Open Dataset with More Than 10 Million 3D Objects

A recent breakthrough in AI has been the significance of scale in driving advances in various domains. Large models have demonstrated remarkable capabilities in language comprehension, generation, representation learning, multimodal tasks, and image generation. With an increasing number of learnable parameters, modern neural networks consume vast amounts of data. As a result, the capabilities exhibited by these models have seen dramatic improvements.

One example is GPT-2, which broke data barriers by consuming approximately 30 billion language tokens a few years ago. GPT-2 showcased promising zero-shot results on NLP benchmarks. However, newer models like Chinchilla and LLaMA have surpassed GPT-2 by consuming trillions of web-crawled tokens. They have easily outperformed GPT-2 in terms of benchmarks and capabilities. In computer vision, ImageNet initially consisted of 1 million images and was the gold standard for representation learning. But with the scaling of datasets to billions of images through web crawling, datasets like LAION5B have produced powerful visual representations, as seen with models like CLIP. The shift from manually assembling datasets to gathering them from diverse sources via the web has been key to this scaling from millions to billions of data points.

While language and image data have significantly scaled, other areas, such as 3D computer vision, still need to catch up. Tasks like 3D object generation and reconstruction rely on small handcrafted datasets. ShapeNet, for instance, depends on professional 3D designers using expensive software to create assets, making the process challenging to crowdsource and scale. The scarcity of data has become a bottleneck for learning-driven methods in 3D computer vision. 3D object generation still falls far behind 2D image generation, often relying on models trained on large 2D datasets instead of being trained from scratch on 3D data. The increasing demand and interest in augmented reality (AR) and virtual reality (VR) technologies further highlight the urgent need to scale up 3D data.

To address these limitations researchers from Allen Institute for AI, University of Washington, Seattle, Columbia University, Stability AI, CALTECH and LAION introduces Objaverse-XL as a large-scale web-crawled dataset of 3D assets. The rapid advancements in 3D authoring tools, along with the increased availability of 3D data on the internet through platforms such as Github, Sketchfab, Thingiverse, Polycam, and specialized sites like the Smithsonian Institute, have contributed to the creation of Objaverse-XL. This dataset provides a significantly wider variety and quality of 3D data than previous efforts, such as Objaverse 1.0 and ShapeNet. With over 10 million 3D objects, Objaverse-XL represents a substantial increase in scale, exceeding prior datasets by several orders of magnitude.

The scale and diversity offered by Objaverse-XL have significantly expanded the performance of state-of-the-art 3D models. Notably, the Zero123-XL model, pre-trained with Objaverse-XL, demonstrates remarkable zero-shot generalization capabilities in challenging and complex modalities.
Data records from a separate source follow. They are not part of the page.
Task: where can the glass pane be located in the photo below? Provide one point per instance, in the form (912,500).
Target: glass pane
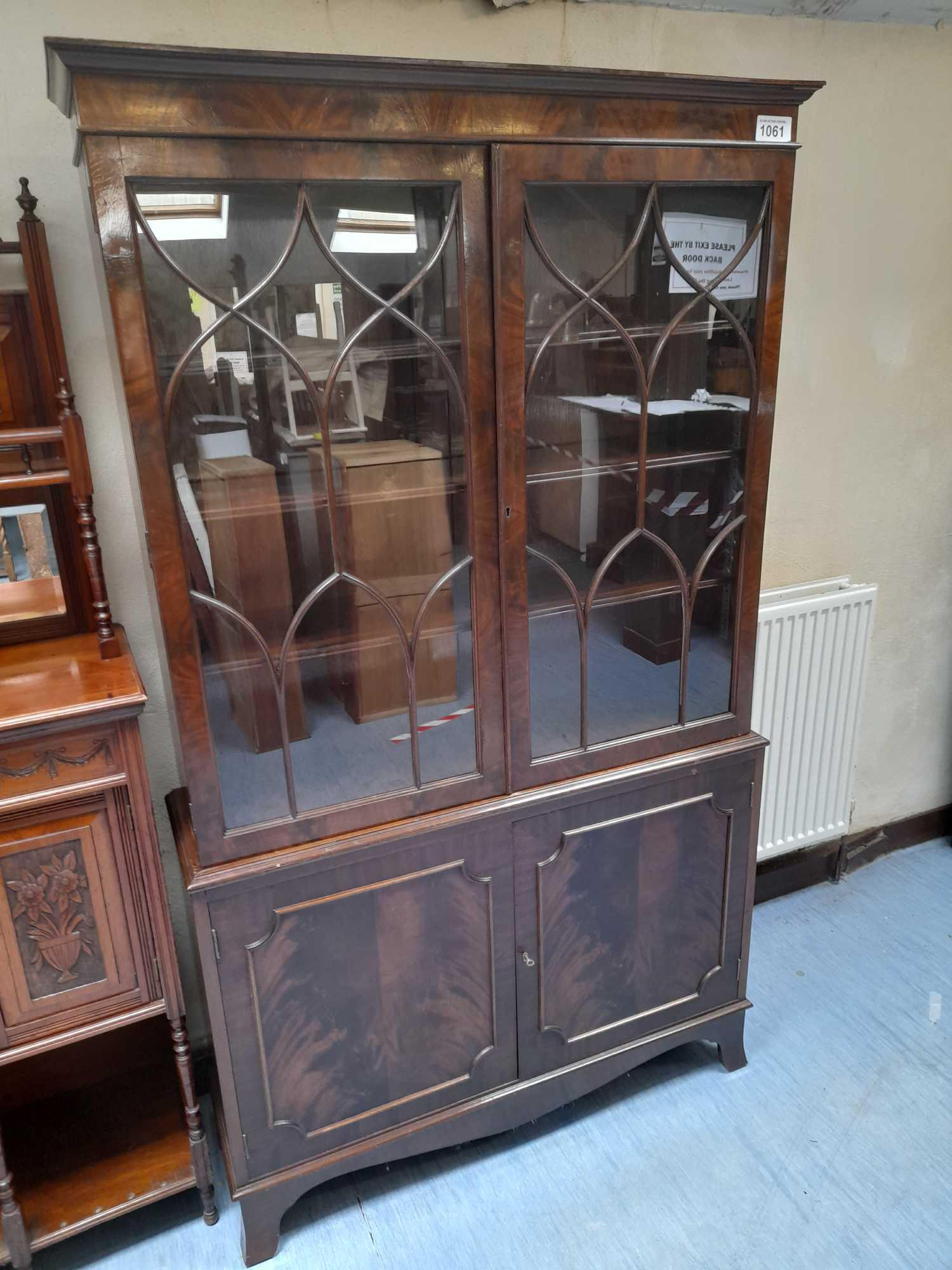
(623,354)
(317,438)
(700,415)
(30,572)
It performs exceptionally well on tasks like novel view synthesis, even with diverse inputs such as photorealistic assets, cartoons, drawings, and sketches. Similarly, PixelNeRF, trained to synthesize novel views from a small set of images, shows notable improvements when trained with Objaverse-XL. Scaling pre-training data from a thousand assets to 10 million consistently exhibits improvements, highlighting the promise and opportunities enabled by web-scale data.

The implications of Objaverse-XL extend beyond the realm of 3D models. Its potential applications span computer vision, graphics, augmented reality, and generative AI. Reconstructing 3D objects from images has long been challenging in computer vision and graphics. Existing methods have explored various representations, network architectures, and differentiable rendering techniques to predict 3D shapes and textures from images. However, these methods have primarily relied on small-scale datasets like ShapeNet. With the significantly larger Objaverse-XL, new levels of performance and generalization in zero-shot fashion can be achieved.

Moreover, the emergence of generative AI in 3D has been an exciting development. Models like MCC, DreamFusion, and Magic3D have shown that 3D shapes can be generated from language prompts with the help of text-to-image models. Objaverse-XL also opens up opportunities for text-to-3D generation, enabling advancements in text-to-3D modeling. By leveraging the vast and diverse dataset, researchers can explore novel applications and push the boundaries of generative AI in the 3D domain.

The release of Objaverse-XL marks a significant milestone in the field of 3D datasets. Its size, diversity, and potential for large-scale training hold promise for advancing research and applications in 3D understanding. Although Objaverse-XL is currently smaller than billion-scale image-text datasets, its introduction paves the way for further exploration on how to continue scaling 3D datasets and simplify capturing and creating 3D content. Future work can also focus on choosing optimal data points for training and extending Objaverse-XL to benefit discriminative tasks such as 3D segmentation and detection.

In conclusion, the introduction of Objaverse-XL as a massive 3D dataset sets the stage for exciting new possibilities in computer vision, graphics, augmented reality, and generative AI. By addressing the limitations of previous datasets, Objaverse-XL provides a foundation for large-scale training and opens up avenues for groundbreaking research and applications in the 3D domain.